For snacks, we keep stuff on lower shelves and there’s a stool in the kitchen so they can help themselves. More than anything, this for me has been about training myself not to jump up and help them, but to let them do it in their own. Tonight, DH and I were outside helping load up a washer/dryer for someone who bought ours. We came in to find DS2 cutting up strawberries and putting (pre-cut) veggies in his and his brother’s dinner plates, totally unprompted. The more ownership we give, the more I find they will just handle things on their own. DS1 (8) makes his own snacks most of the time now, including toasted bagels with cream cheese, cereal and milk, etc.
I’m less good about making DS2 pick up after himself with his toys, but that’s in large part because he has ADHD and makes a huge mess and it’s really overwhelming for him to handle it alone. I’m ok giving him some grace on that.
I think reading is just something you have to make a habit. We switch kids nightly and every night they read a chapter (or book) to use and we read to them. It’s non-negotiable and rarely do we skip it, unless one of them is sick and really not up for reading to us.

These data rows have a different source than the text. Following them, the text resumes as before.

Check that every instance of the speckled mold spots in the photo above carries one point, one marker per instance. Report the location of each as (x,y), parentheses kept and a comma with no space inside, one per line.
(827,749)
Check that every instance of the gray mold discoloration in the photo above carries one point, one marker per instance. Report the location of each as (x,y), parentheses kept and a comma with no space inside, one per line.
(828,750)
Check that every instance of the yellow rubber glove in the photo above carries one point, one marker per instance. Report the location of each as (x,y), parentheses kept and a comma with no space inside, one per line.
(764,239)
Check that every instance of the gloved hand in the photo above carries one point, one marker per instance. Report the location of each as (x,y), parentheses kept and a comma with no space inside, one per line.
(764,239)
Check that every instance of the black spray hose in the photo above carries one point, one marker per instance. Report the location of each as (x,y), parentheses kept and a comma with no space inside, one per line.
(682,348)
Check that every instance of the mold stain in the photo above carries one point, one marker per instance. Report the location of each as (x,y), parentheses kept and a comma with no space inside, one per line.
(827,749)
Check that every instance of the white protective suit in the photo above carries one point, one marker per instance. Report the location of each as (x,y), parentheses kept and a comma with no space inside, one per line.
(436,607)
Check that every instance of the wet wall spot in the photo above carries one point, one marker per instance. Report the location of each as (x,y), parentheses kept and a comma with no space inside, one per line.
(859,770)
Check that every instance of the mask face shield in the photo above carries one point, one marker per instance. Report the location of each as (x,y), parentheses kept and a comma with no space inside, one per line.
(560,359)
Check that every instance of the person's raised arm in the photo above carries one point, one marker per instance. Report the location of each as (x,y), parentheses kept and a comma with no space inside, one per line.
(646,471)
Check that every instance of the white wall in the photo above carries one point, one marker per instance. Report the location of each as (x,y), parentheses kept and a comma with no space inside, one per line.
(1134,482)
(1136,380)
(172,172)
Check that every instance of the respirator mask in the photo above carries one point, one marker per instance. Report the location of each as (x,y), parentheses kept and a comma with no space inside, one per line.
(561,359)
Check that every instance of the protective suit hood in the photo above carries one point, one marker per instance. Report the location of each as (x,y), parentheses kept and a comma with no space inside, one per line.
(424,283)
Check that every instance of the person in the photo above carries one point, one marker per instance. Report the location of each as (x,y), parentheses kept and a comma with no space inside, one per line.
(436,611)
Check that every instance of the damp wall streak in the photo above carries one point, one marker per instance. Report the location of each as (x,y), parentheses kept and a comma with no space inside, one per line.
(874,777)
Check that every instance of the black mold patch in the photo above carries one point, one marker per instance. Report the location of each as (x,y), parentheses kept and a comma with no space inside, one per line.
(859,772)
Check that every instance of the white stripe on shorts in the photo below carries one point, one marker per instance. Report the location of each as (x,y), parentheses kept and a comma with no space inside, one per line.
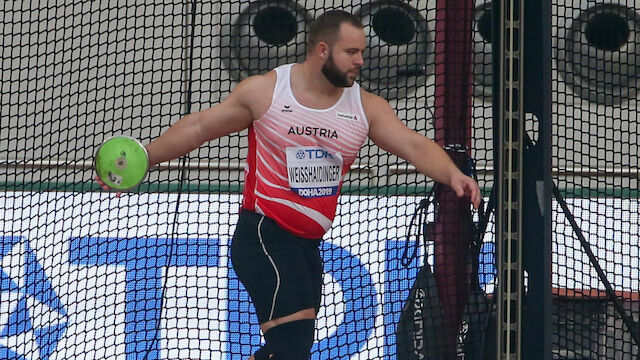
(275,268)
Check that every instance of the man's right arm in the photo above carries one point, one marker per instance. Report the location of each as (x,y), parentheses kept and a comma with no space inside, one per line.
(234,114)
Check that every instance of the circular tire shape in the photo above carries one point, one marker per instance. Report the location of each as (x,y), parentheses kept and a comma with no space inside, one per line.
(399,54)
(598,54)
(264,36)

One of the things that really stuck with me was early on in therapy, my therapist asked about all the things I do and all the things other people in the house do. When I got to my kids she was like “what else can they do?” And I was like “I don’t know…” and she was like “can they unload the dishwasher?” And I was like “I mean, they *can*…”

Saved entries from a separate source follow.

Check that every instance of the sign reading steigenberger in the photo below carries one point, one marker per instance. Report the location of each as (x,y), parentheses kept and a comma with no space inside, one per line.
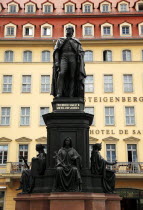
(71,106)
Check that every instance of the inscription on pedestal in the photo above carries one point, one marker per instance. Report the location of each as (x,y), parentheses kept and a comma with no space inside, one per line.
(67,106)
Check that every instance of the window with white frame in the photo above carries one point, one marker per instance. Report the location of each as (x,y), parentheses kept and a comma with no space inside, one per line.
(89,84)
(28,31)
(3,154)
(47,8)
(109,116)
(123,7)
(106,30)
(10,31)
(126,55)
(30,9)
(46,31)
(89,110)
(108,83)
(12,8)
(88,31)
(27,56)
(87,8)
(23,152)
(132,152)
(69,8)
(45,56)
(43,110)
(125,30)
(107,55)
(128,83)
(105,7)
(7,83)
(26,83)
(8,56)
(111,152)
(88,56)
(25,116)
(5,116)
(130,115)
(45,84)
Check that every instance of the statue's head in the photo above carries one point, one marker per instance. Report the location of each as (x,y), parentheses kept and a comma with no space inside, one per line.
(97,146)
(40,148)
(69,31)
(67,142)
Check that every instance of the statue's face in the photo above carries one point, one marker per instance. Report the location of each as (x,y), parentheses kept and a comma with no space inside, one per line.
(69,31)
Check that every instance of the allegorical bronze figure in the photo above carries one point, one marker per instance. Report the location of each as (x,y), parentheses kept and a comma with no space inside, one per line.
(98,167)
(68,68)
(27,177)
(68,165)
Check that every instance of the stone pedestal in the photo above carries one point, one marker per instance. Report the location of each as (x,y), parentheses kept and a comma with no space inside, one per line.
(70,201)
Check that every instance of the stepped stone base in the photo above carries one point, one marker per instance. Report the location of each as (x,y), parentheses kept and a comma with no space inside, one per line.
(68,201)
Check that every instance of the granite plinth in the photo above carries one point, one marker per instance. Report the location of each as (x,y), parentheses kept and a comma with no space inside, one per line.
(70,201)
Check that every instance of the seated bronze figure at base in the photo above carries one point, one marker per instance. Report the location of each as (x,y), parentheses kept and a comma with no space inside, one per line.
(98,167)
(68,167)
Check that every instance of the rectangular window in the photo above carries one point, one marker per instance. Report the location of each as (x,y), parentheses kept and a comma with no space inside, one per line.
(123,7)
(7,84)
(87,8)
(47,8)
(108,83)
(30,8)
(45,83)
(128,83)
(110,152)
(107,30)
(28,31)
(130,115)
(105,8)
(23,152)
(5,116)
(69,8)
(12,8)
(89,110)
(89,84)
(132,152)
(3,154)
(10,31)
(26,84)
(88,31)
(125,30)
(109,116)
(25,116)
(43,110)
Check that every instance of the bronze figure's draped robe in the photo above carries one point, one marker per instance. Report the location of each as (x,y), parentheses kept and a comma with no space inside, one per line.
(68,177)
(68,77)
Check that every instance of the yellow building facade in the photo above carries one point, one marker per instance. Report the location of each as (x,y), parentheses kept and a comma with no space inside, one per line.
(114,94)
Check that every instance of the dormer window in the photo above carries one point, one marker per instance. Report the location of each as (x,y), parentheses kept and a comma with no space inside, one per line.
(30,8)
(12,8)
(105,8)
(47,8)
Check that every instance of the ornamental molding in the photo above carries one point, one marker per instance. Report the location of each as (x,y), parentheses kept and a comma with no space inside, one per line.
(110,138)
(4,139)
(131,138)
(41,140)
(23,139)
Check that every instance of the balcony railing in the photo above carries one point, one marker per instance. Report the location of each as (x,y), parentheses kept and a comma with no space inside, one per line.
(119,168)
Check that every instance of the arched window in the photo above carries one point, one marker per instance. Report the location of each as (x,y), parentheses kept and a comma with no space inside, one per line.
(8,56)
(45,56)
(88,57)
(107,55)
(126,55)
(27,56)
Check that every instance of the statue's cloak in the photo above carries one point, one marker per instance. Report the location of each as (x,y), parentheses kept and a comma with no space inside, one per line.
(80,72)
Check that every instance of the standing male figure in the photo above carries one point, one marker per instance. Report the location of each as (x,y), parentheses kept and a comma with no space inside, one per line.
(68,68)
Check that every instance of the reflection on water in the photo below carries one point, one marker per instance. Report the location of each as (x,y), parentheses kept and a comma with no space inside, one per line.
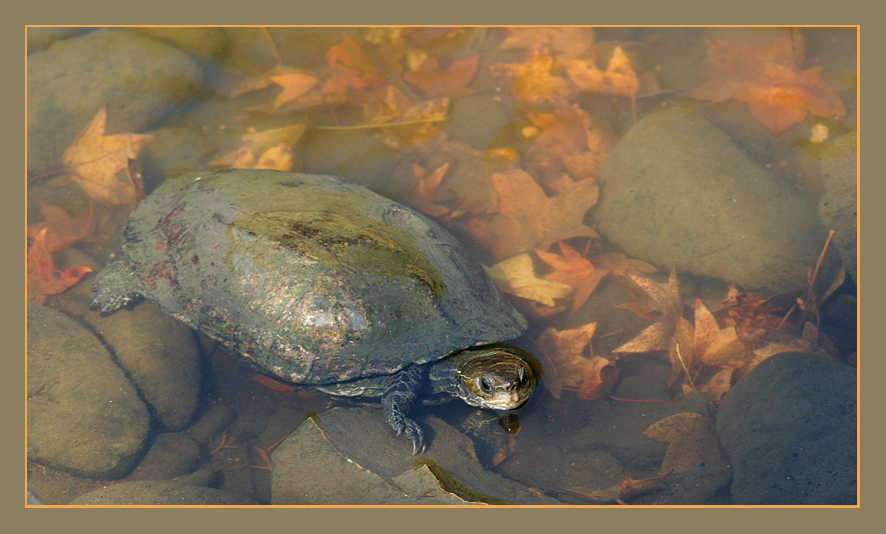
(580,166)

Her point was basically that I had too much on my plate and that by not empowering them to take on some of the household responsibilities, I was really just punishing myself. It took a LOT of whining and arguing, but six months in, they’re pretty good about just helping with it most of the time now. And it’s honestly made a big difference for me mentally to know that I can ask them to do it and that 90% if it will get done and done correctly (that part took time too lol).
So yes, there’s of course a huge independence piece to this, but don’t discount the difference it can make for you too. It takes a lot of up front energy in my opinion, but the payout has been worth it so far as we’ve started asking them to take on more.

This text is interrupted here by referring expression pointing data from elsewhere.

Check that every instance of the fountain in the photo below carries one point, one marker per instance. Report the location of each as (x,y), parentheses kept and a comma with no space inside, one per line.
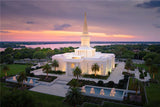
(102,92)
(113,92)
(92,91)
(31,81)
(83,89)
(14,78)
(25,81)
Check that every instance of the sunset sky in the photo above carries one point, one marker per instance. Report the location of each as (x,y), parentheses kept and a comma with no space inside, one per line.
(62,20)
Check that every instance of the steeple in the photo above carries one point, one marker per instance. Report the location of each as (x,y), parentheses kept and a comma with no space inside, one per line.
(85,28)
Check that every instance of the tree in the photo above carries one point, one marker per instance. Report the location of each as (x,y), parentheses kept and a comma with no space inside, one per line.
(136,85)
(77,72)
(73,96)
(128,64)
(46,68)
(154,69)
(95,68)
(55,64)
(5,69)
(39,55)
(149,63)
(18,98)
(21,78)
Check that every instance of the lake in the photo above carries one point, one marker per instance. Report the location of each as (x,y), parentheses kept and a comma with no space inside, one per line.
(58,46)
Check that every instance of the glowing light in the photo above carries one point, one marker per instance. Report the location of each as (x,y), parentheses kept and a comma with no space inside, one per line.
(14,78)
(31,81)
(92,91)
(113,92)
(102,92)
(83,89)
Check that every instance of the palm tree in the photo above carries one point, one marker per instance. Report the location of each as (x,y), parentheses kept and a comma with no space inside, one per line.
(55,64)
(95,68)
(149,63)
(77,72)
(22,77)
(128,64)
(73,96)
(46,68)
(5,69)
(154,69)
(136,85)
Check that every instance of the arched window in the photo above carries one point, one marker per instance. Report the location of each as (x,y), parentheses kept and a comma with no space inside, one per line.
(72,65)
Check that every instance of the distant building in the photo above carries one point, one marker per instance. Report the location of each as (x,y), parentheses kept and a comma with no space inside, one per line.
(84,57)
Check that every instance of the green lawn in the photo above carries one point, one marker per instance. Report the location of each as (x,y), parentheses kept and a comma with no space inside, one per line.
(106,104)
(41,100)
(14,69)
(153,91)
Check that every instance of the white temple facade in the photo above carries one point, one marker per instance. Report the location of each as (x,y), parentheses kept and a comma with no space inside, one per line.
(84,57)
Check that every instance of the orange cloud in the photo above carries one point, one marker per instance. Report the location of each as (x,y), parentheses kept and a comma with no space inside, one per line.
(53,35)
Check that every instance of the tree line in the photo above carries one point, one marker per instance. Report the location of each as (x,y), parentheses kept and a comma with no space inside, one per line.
(9,54)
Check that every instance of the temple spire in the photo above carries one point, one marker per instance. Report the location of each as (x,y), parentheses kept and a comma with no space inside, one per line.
(85,28)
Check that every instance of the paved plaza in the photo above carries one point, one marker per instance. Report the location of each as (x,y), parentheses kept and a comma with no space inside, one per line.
(59,87)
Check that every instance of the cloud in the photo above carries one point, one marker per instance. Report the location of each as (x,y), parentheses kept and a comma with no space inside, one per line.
(150,4)
(157,25)
(30,22)
(4,31)
(61,27)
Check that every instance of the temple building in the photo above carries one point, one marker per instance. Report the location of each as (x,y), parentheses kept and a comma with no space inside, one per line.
(84,57)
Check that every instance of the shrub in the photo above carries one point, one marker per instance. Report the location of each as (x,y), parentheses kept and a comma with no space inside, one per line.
(32,74)
(133,68)
(74,83)
(121,84)
(145,73)
(109,73)
(93,76)
(140,69)
(141,76)
(28,69)
(82,82)
(100,83)
(110,84)
(57,72)
(126,77)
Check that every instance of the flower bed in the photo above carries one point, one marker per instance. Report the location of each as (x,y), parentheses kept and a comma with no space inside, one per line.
(95,77)
(43,78)
(57,72)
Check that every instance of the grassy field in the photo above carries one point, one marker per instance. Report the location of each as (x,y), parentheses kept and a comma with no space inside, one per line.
(41,100)
(153,91)
(106,104)
(14,69)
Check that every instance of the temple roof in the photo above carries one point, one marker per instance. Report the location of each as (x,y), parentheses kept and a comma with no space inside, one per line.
(85,28)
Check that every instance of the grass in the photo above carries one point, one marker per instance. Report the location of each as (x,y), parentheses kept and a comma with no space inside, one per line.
(105,104)
(153,90)
(14,69)
(57,72)
(42,100)
(43,78)
(95,77)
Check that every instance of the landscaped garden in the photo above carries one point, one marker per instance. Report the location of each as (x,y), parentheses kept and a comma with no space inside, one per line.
(13,69)
(95,77)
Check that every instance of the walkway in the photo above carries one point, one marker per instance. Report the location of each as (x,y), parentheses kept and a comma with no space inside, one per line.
(59,88)
(116,75)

Post by emilyinchile on Feb 20, 2024 8:36:25 GMT -5
For cleaning up after themselves and eating at the table/clearing plate, what happens right now if they don't do those things? I feel like that context might help in suggesting ways to get to what you'd like.
My kid is 2, and there's only 1 of him, so I realize I'm in a different world, but for us if he doesn't want to clean up a toy he's no longer using? That's fine, knock yourself out wandering around bored, but there will be no other toys coming out or other activities happening until the first one is put away. Food is served on the table, it doesn't go elsewhere. If he doesn't want to come to the table I remind him that this is mealtime, and he can choose not to eat, but there will be no more food until [next meal or snack time], and I will wait 2 minutes in case he wants to come sit down. He is a very hungry child, so this has never not worked, but I know some kids could care less about food. I definitely think part of it is adapting to your own child(ren) within a clear rule structure that gives them some choice and at the same time encourages them to make the good choices out of their own self-interest.
Also, I don't think you're failing at all! And I think it's awesome that you want to purposely foster their independence. Kids are capable of so much, even if sometimes it means we adults have to take a deep breath because it takes them 5x longer and they do it wrong haha.